I often think about it.

We had pro-life marches in our city sreets--shoulder-to-shoulder for blocks and blocks. We had street corner rallies. That was in the first years after Roe.

By 1981, we begin to see a much bigger picture than just public demonstrations. We begin to understand the necessity for broad education about the whole abortion milieu--the murder of the innocents, the soon-to-be discovered (and previously covered) truth about post-abortion trauma, the serpentine trails of Planned Parenthood in the broader picture, the necessity of finding--as you indicate--a way to educate the young without doing harm.

It was then that we begin to appreciate the power of prayer. Perhaps it was always there--in fact, no doubt it was. But I mean to say that we, in the pro-life movement, begin to marry prayer to action. Pro-life Vigils, Pro-life hours before the Blessed Sacrament, Pro-life rosaries begin to be encouraged and acted upon. The incipient need for prayer had became a reality.

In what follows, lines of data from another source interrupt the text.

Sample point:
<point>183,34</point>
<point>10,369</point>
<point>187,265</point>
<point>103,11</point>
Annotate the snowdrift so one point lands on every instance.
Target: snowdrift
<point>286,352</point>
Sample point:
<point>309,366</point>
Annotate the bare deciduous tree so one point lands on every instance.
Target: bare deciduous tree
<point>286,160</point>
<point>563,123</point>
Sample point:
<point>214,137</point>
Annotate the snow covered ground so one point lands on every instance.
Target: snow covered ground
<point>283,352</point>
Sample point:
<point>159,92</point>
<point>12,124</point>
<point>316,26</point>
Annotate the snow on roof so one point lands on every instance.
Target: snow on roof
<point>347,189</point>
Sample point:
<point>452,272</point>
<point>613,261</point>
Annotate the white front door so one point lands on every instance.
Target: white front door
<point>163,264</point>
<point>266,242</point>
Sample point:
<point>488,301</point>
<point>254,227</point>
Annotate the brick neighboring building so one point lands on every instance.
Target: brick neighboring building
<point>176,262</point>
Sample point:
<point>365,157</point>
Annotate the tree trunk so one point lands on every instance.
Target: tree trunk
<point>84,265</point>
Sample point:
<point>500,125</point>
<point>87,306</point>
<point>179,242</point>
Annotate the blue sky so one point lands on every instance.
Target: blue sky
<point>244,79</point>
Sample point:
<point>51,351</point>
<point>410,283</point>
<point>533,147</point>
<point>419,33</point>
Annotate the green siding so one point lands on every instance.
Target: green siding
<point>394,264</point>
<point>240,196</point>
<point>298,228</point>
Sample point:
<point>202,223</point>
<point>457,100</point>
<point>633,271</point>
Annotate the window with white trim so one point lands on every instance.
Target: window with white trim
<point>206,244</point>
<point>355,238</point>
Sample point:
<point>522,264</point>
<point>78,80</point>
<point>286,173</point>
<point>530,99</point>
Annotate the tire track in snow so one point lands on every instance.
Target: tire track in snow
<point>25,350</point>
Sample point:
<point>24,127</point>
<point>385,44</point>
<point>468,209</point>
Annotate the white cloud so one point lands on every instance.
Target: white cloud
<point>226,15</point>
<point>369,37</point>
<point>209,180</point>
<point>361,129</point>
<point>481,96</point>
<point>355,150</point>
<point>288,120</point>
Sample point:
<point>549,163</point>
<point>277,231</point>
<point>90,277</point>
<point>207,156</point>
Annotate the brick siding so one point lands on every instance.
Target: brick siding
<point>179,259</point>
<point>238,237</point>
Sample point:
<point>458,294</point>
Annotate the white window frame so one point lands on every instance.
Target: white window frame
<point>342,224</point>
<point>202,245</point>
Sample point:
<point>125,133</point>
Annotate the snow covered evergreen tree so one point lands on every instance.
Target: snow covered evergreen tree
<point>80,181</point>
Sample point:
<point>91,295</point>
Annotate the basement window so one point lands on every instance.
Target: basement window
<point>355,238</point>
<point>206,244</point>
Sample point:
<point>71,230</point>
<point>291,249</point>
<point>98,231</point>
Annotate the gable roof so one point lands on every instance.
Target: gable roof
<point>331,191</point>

Then came the centers set up by volunteers to help with the material and emotional needs of women and girls who either needed help because they chose not to abort and needed material assistance, or help through the post-abortion dilemma.

Then began world-wide conferences, such as HLI. And the rest is now a part of the pro-life history of Catholic faithful.

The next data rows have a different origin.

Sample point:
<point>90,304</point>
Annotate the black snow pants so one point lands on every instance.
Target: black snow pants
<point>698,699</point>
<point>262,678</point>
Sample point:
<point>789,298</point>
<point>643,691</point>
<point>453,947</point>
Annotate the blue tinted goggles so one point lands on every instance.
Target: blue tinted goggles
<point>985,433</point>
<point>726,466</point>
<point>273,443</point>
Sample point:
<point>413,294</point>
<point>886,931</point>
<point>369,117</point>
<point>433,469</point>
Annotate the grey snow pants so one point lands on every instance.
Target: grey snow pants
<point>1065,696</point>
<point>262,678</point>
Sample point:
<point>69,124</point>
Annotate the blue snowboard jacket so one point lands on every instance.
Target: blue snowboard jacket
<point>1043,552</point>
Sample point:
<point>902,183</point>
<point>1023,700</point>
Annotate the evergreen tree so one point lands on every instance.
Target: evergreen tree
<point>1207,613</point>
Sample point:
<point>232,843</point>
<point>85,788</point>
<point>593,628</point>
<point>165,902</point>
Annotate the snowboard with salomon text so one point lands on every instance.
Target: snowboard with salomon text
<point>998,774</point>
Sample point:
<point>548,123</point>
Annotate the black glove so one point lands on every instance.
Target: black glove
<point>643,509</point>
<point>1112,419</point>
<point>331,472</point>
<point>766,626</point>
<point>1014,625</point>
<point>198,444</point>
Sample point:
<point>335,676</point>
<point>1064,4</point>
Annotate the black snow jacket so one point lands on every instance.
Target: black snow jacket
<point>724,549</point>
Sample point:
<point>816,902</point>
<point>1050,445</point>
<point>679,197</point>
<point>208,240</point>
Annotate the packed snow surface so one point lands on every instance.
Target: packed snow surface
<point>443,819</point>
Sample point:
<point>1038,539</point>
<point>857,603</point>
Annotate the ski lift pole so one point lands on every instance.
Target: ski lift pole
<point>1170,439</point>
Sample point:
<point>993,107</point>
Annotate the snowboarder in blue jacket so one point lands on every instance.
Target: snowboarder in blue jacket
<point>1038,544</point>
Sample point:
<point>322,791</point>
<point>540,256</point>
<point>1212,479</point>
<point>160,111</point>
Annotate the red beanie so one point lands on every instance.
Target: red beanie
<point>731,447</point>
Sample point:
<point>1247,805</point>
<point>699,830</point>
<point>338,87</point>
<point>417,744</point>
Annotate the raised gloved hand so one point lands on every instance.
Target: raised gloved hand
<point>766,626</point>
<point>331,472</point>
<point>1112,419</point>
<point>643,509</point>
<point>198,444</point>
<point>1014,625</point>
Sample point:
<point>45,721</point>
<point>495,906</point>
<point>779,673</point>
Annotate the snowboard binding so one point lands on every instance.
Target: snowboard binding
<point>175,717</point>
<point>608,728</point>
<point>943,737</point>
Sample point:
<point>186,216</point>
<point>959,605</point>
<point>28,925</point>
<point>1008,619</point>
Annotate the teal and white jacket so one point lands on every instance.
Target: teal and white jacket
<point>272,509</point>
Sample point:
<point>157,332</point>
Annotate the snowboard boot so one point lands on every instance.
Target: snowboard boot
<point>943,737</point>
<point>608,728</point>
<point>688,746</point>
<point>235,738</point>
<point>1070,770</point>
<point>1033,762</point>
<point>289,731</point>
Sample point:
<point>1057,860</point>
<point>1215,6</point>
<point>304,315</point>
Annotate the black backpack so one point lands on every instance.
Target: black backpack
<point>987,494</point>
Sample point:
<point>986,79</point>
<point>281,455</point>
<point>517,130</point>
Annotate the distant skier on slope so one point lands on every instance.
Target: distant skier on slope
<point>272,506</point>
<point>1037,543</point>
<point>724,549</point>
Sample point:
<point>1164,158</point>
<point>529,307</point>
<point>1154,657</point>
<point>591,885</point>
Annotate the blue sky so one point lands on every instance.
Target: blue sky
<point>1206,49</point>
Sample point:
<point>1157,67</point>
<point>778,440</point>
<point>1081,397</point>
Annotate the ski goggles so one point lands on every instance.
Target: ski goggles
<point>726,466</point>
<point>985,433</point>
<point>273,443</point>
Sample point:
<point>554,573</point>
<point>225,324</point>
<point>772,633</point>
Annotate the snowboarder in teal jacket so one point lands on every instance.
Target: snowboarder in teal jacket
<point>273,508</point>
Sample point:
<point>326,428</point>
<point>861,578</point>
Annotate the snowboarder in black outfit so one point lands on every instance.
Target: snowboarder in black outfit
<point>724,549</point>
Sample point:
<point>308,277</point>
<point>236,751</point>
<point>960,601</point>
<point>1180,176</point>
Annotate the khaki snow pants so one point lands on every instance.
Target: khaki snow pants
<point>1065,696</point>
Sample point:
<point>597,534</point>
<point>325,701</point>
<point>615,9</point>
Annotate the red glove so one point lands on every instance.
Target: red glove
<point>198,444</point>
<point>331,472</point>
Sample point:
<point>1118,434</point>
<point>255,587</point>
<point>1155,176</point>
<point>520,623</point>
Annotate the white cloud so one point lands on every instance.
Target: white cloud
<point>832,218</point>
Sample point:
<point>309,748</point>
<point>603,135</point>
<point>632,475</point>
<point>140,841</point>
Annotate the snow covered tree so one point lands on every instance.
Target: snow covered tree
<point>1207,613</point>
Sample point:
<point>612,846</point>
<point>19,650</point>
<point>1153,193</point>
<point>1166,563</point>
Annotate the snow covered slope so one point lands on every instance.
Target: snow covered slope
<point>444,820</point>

Now I can no longer walk, attend the rallies, or do volunteer work. But I can still do the spiritual works of mercy for pro-lfe.

It's time for the younger ones to take up the torch and from I see, they are doing it in great numbers.

In the weeks before the November election, I heard a female activist from Planned Parenthood talking to a talk show host in my area--she was lamenting the fact that when she went to South Dakota to encourage rallies against a ballot measure there, (I believe it was parental notification), she was amazed to find that the pro-life movement in South Dakota was made up almost enirely of young people, male and female, who had a lot of political savvy and she admitted that they were a force to be reckoned with. She even went so far as to comment that PP was going to have to abandon it's "1972 model" and look into post-abortion counseling and how the word "fetus" needed to be re-evaluated.

I encourage all who have the fortitude, the time and the fire of the Holy Spirit to work hard in the pro-life movement for the sake of the future--the future of all of us and for this country.